University of Adelaide PhD student, Lauren Chartier, is investigating if Emu oil can be used as a therapy for ulcerative colitis and colitis-associated colorectal cancer when taken orally and combined with plant extracts and herbal medicines.
Emu oil has traditionally been used to ease pain and promote healing of wounds, burns, rashes and scars when applied directly to the area. This is the first research to investigate the anti-inflammatory and anti-cancer potential of orally administered Emu oil in preclinical colitis-associated colorectal cancer.
Why is this research project important?
Ulcerative colitis is an incurable inflammatory bowel disease that is increasing in prevalence worldwide. Australia has one of the highest rates of ulcerative colitis; with more than 75,000 people living with the condition. Currently, medications are prescribed to manage symptoms; however, they are largely ineffective and invasive surgery is often necessary. Surgeries are usually used to remove sections of the bowel and result in a compromised quality of life for patients. Ulcerative colitis patients are often diagnosed early in life (teens and early 20’s) and which means they are at a much higher risk of developing colorectal cancer during their lifetime.
This research aims to identify Emu oil alone, and combined with naturally-sourced therapies (plant extracts and herbal medicines), as an additional treatment to conventional colitis and colorectal cancer therapies. Furthermore, this research is crucial as Emu oil has the potential to limit side-effects of pharmaceutical treatments, improve patient quality of life and prevent the development of tumours in colitis-associate colorectal cancer.
Why did you get involved in the project?
I always knew that I was passionate about traditional and natural therapies for medical conditions. When I decided to undertake an Honours project, my supervisors Prof Gordon Howarth and Dr Suzanne Mashtoub, immediately intrigued me with their Emu oil research group. Following Honours, it was a natural progression then to do a PhD in the same field. I am drawn to this research as it is novel, multi-disciplinary and has strong connections to Traditional Australian Medicines and the agriculture industry. Additionally, as we are the only research group in the world investigating Emu oil for gastrointestinal therapies, it is exciting to be a part of research that could truly be life changing for future patients.

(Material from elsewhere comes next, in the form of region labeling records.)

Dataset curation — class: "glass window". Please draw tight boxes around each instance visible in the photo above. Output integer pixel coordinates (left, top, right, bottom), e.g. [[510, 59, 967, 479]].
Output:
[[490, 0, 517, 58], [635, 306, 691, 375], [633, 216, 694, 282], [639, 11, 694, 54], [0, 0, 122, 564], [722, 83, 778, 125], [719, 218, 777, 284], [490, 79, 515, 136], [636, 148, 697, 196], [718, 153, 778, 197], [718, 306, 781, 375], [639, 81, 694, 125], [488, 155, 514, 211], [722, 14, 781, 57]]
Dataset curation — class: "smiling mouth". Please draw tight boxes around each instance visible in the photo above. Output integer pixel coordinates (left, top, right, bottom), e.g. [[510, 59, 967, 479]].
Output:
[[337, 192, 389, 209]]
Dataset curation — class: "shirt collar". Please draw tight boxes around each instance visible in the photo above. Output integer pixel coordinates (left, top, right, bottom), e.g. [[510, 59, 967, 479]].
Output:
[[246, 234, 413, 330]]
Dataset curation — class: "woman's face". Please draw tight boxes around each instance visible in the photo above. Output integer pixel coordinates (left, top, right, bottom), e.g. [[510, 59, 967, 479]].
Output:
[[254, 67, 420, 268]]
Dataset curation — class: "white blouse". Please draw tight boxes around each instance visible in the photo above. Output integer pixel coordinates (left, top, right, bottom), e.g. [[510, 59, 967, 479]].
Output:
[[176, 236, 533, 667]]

How will this research benefit the Ratite industry? Are there any learnings beyond this industry?
This research has the potential to largely benefit the Ratite industry because as research progresses, the demand for high-quality Emu oil will increase, supporting Emu farmers and the Australian economy as a whole. Although Emu oil is readily available to purchase, there is no solid scientific backing for dosage recommendations or therapeutic potential. We are commencing clinical trials with Emu oil and inflammatory bowel disease patients, and therefore the commercialization of Emu oil as a medical therapy for gastrointestinal conditions following these investigations is expected. Future investigations may find ways to select and refine active components of Emu oil to increase its efficacy when ingested. Therefore, this would require developments from the Ratite industry to support these advances and will further increase the demand for Emu oil products in Australia and world-wide.

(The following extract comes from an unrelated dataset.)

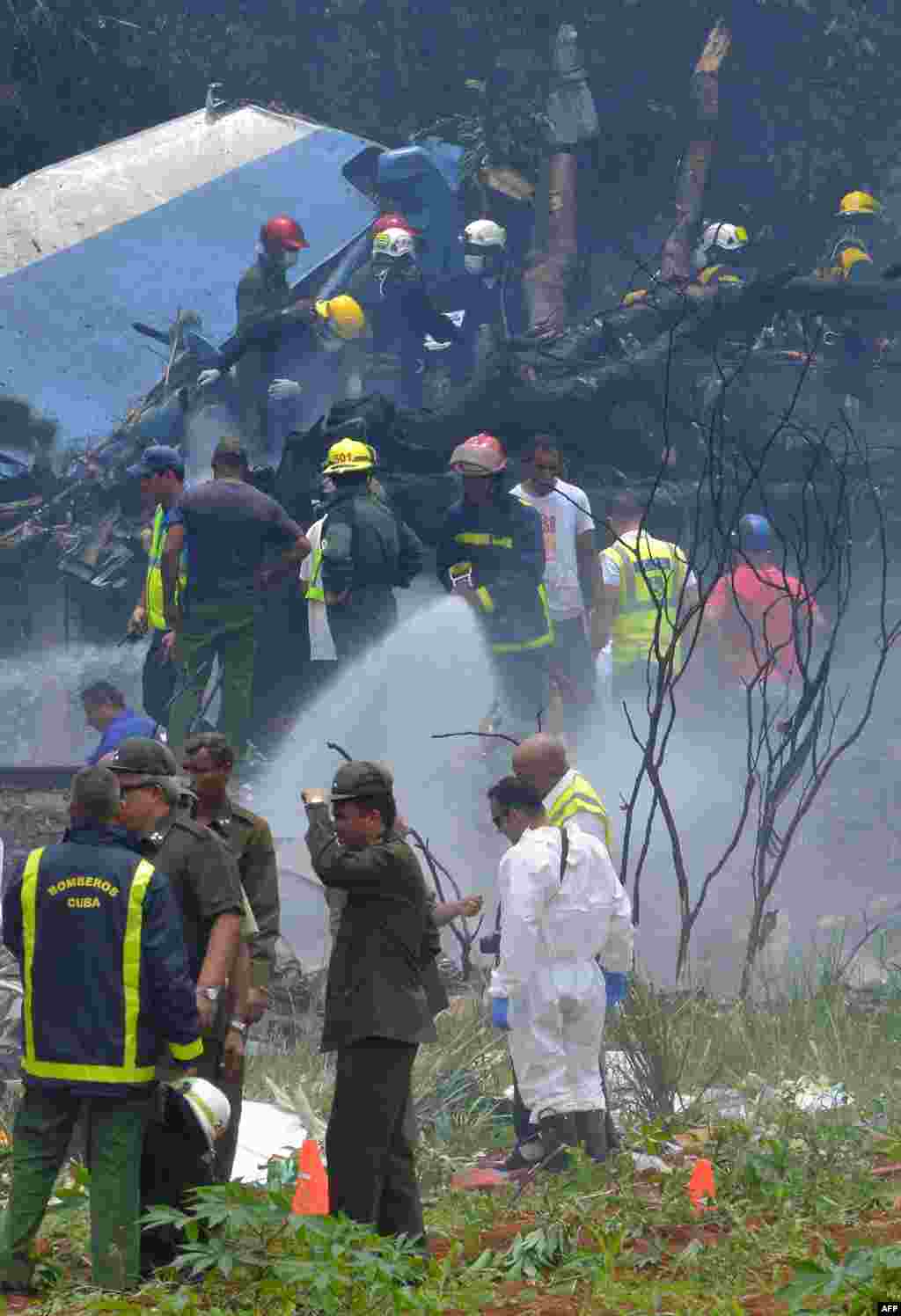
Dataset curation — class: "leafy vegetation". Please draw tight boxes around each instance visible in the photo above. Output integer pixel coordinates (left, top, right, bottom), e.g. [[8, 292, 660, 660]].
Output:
[[0, 974, 901, 1316]]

What’s the best piece of professional/career advice you’ve ever been given?
As an early-career scientist and PhD student, it is very common to experience ‘imposter syndrome’ or feelings that the research being conducted is so small in the scheme of things that it will never make a difference. However, I’ve always been told to ‘look at the big picture’ and think about the end goal of saving and improving lives. To be a scientist you need confidence, passion, determination and a lot of resilience.
What have you learned about your industry from the growers/producers you have been involved with?
The Emu oil I use in my PhD research is sourced from Emu Tracks, a local South Australian Emu oil supplier. We have researched and compared Emu oil from other regions of Australia and Emus that have been fed varied diets. We concluded that there are no major differences when it comes to the fatty acid components of the oil and its efficacy in preclinical research. Therefore, this has taught us that Emu farmers throughout the country have the potential to benefit economically and produce therapeutic Emu oil products in the future.